Adjustment for confounding factors was performed in 18 of the 20 studies; the researchers found that anxious people were at higher risk of CHD (hazard ratio 1.26; p<0.0001) and cardiac death (HR 1.48; p=0.003), with a nonsignificant trend for an association between anxiety and nonfatal MI (HR 1.43; p=0.180).

"Our most important finding was that anxiety was associated with the development of incident CHD in initially healthy persons," Roest told heartwire .

"Clinicians should be aware of this; if they have anxious patients, they might be at risk to develop heart disease, and this was in initially healthy patients. But you also see this risk in patients who already have heart disease; there is a relationship with the progression of heart disease," she noted.

Anxiety, But Not Depression, Associated With CHD Risk

In the Swedish conscript study, depression and anxiety were diagnosed by psychiatrists during the medical exam of males aged 18 to 20 in 1969 and 1970. Data on well-established CHD risk factors and potential confounders were also collected. Participants were followed for CHD and AMI for 37 years.

Multivariate-adjusted hazard ratios for depression were 1.04 for CHD and 1.03 for AMI. For anxiety, these were 2.17 and 2.51, respectively.

"We uniquely investigated the long-term relationship between depression and anxiety, diagnosed by experts in men aged 18 to 20 years, and the subsequent long-term CHD outcome in a large sample of men. Anxiety . . . independently predicted CHD events. In contrast, we found no support for such an effect concerning early-onset depression in men," say Janszky et al.

They suggest that one of the reasons why many previous studies have found a link between depression and CHD could be because these often employed self-reporting of such symptoms.

"Anxiety and depression are independent psychopathological conditions, although they share common symptoms and are very often comorbid." Participants in prior studies may have been unable to distinguish one from the other, they propose.

Roest told heartwire it is important that studies look at the interaction of anxiety and depression, "because there is such a large overlap between them."

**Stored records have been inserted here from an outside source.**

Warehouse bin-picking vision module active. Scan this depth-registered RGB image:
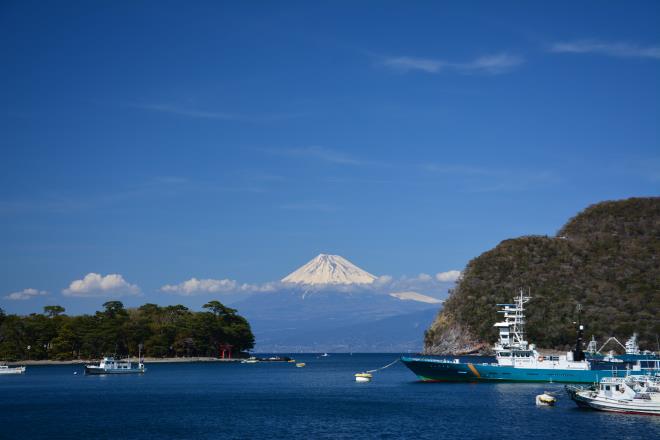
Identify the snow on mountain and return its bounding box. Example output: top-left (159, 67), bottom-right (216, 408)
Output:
top-left (390, 292), bottom-right (442, 304)
top-left (282, 254), bottom-right (377, 285)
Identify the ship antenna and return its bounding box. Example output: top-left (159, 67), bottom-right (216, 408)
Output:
top-left (573, 303), bottom-right (584, 362)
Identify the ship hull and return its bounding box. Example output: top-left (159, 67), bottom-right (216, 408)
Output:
top-left (401, 356), bottom-right (612, 383)
top-left (85, 367), bottom-right (145, 375)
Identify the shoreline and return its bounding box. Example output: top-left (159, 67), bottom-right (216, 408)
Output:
top-left (2, 357), bottom-right (243, 367)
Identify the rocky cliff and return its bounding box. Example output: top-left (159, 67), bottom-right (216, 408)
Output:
top-left (424, 197), bottom-right (660, 354)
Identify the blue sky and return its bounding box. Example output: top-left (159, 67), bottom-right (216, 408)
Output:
top-left (0, 1), bottom-right (660, 313)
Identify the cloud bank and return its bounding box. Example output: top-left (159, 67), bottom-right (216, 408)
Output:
top-left (160, 277), bottom-right (282, 296)
top-left (435, 270), bottom-right (461, 283)
top-left (5, 289), bottom-right (48, 300)
top-left (550, 40), bottom-right (660, 59)
top-left (381, 53), bottom-right (524, 75)
top-left (160, 278), bottom-right (238, 296)
top-left (62, 273), bottom-right (140, 297)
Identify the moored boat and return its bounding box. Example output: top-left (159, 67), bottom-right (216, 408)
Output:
top-left (401, 291), bottom-right (660, 383)
top-left (85, 356), bottom-right (147, 374)
top-left (0, 365), bottom-right (25, 374)
top-left (566, 375), bottom-right (660, 416)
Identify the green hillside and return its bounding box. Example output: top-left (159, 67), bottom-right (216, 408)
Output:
top-left (425, 197), bottom-right (660, 353)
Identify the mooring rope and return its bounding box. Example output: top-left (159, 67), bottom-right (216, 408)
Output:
top-left (367, 359), bottom-right (399, 373)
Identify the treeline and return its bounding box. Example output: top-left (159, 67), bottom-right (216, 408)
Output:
top-left (0, 301), bottom-right (254, 361)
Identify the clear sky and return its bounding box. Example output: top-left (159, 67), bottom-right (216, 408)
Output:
top-left (0, 0), bottom-right (660, 313)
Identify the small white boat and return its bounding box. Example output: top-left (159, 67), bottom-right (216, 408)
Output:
top-left (355, 373), bottom-right (373, 382)
top-left (85, 357), bottom-right (147, 374)
top-left (536, 391), bottom-right (557, 406)
top-left (566, 375), bottom-right (660, 415)
top-left (0, 365), bottom-right (25, 374)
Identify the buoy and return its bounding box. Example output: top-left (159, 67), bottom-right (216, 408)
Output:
top-left (355, 373), bottom-right (373, 382)
top-left (536, 393), bottom-right (557, 406)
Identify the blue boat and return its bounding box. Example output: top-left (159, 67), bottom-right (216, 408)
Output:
top-left (401, 291), bottom-right (660, 383)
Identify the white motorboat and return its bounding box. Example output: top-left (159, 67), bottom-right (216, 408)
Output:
top-left (0, 365), bottom-right (25, 374)
top-left (566, 375), bottom-right (660, 415)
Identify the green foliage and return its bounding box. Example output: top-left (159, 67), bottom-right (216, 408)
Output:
top-left (426, 198), bottom-right (660, 350)
top-left (0, 301), bottom-right (254, 361)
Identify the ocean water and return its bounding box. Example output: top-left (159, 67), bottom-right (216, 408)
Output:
top-left (0, 354), bottom-right (660, 440)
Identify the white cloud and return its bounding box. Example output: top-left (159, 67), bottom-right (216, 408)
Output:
top-left (381, 53), bottom-right (525, 75)
top-left (160, 278), bottom-right (238, 296)
top-left (435, 270), bottom-right (461, 283)
top-left (62, 273), bottom-right (140, 297)
top-left (5, 289), bottom-right (48, 300)
top-left (261, 145), bottom-right (365, 165)
top-left (550, 40), bottom-right (660, 59)
top-left (383, 57), bottom-right (446, 73)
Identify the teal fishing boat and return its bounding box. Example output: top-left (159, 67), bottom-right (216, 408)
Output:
top-left (401, 291), bottom-right (660, 383)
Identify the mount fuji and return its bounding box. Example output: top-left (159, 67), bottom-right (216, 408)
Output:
top-left (232, 254), bottom-right (441, 353)
top-left (282, 254), bottom-right (377, 286)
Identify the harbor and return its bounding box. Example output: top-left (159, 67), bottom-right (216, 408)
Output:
top-left (0, 353), bottom-right (660, 440)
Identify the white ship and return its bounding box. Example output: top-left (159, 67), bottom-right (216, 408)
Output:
top-left (566, 375), bottom-right (660, 416)
top-left (85, 357), bottom-right (147, 374)
top-left (0, 365), bottom-right (25, 374)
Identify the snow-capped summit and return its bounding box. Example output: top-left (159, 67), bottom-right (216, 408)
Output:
top-left (282, 254), bottom-right (377, 285)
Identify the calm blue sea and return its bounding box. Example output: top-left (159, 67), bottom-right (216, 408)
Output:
top-left (0, 354), bottom-right (660, 440)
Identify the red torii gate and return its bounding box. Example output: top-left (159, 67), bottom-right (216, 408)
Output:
top-left (218, 344), bottom-right (234, 359)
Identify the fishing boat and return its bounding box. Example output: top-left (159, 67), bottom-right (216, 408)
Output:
top-left (585, 333), bottom-right (660, 364)
top-left (0, 365), bottom-right (25, 374)
top-left (85, 356), bottom-right (147, 374)
top-left (566, 375), bottom-right (660, 416)
top-left (401, 290), bottom-right (660, 383)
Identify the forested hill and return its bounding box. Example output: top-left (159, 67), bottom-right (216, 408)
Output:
top-left (425, 197), bottom-right (660, 354)
top-left (0, 301), bottom-right (254, 361)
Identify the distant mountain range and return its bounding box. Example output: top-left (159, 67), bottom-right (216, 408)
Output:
top-left (232, 254), bottom-right (441, 352)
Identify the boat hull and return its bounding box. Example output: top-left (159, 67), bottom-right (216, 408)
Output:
top-left (570, 392), bottom-right (660, 416)
top-left (0, 367), bottom-right (25, 375)
top-left (401, 356), bottom-right (612, 383)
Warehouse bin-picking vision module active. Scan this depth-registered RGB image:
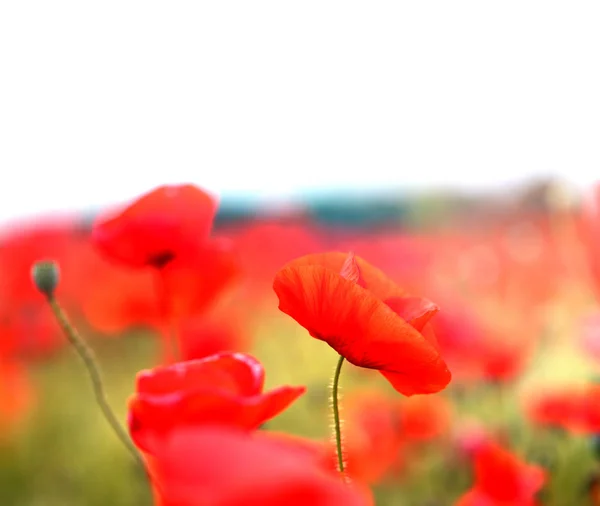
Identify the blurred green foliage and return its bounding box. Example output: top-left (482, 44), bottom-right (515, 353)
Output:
top-left (0, 308), bottom-right (596, 506)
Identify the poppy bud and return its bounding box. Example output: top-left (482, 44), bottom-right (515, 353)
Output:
top-left (590, 434), bottom-right (600, 460)
top-left (31, 261), bottom-right (60, 297)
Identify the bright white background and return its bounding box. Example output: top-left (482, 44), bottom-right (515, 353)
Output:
top-left (0, 0), bottom-right (600, 220)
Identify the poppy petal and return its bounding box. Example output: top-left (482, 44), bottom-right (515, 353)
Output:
top-left (273, 265), bottom-right (450, 395)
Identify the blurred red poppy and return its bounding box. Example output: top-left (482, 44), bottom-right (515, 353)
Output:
top-left (399, 395), bottom-right (452, 443)
top-left (92, 184), bottom-right (217, 268)
top-left (129, 353), bottom-right (306, 452)
top-left (273, 253), bottom-right (451, 395)
top-left (526, 384), bottom-right (600, 435)
top-left (342, 390), bottom-right (402, 484)
top-left (456, 441), bottom-right (546, 506)
top-left (148, 426), bottom-right (373, 506)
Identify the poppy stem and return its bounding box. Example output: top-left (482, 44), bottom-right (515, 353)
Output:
top-left (155, 269), bottom-right (181, 363)
top-left (46, 295), bottom-right (146, 472)
top-left (331, 355), bottom-right (344, 475)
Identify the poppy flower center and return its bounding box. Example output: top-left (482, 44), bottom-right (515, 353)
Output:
top-left (147, 250), bottom-right (175, 269)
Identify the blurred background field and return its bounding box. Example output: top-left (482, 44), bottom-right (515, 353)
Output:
top-left (0, 178), bottom-right (600, 506)
top-left (0, 0), bottom-right (600, 506)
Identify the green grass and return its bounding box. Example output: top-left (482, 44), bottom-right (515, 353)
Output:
top-left (0, 308), bottom-right (596, 506)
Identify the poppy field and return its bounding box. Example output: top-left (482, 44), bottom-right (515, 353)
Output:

Anxiety Disorders as Prevalent as Hypertension

In his editorial, Dimsdale says that new risk factors for CHD need to be "carefully scrutinized for clinical utility." Anxiety disorders, he notes, "are as prevalent as hypertension" and are a major affliction of the young, with a lifetime prevalence of around 28%. Their impact on global functioning is roughly akin to that of lower back pain or leg ulcers. And when anxiety coexists with depression, the corresponding impact on quality of life "is even worse," he observes.

But physicians, he notes, "are frequently timid about assessing emotional symptoms. It is odd that we thread catheters, ablate lesions, and give rectal exams but are uncomfortable asking patients about their lives."

Roest agrees, telling heartwire , "There hasn't been a lot of research on anxiety; most has focused on depression, and what we know from depression is that it's very difficult for physicians to recognize it."

But Dimsdale says "assessment tools like the PRIME-MD [4] are readily available, with easy-to-ask questions," opening the door for discussion. These new findings suggest that including information about anxiety disorders in clinical assessments "might be relevant for the diagnosis (and prevention) of CHD," he concludes.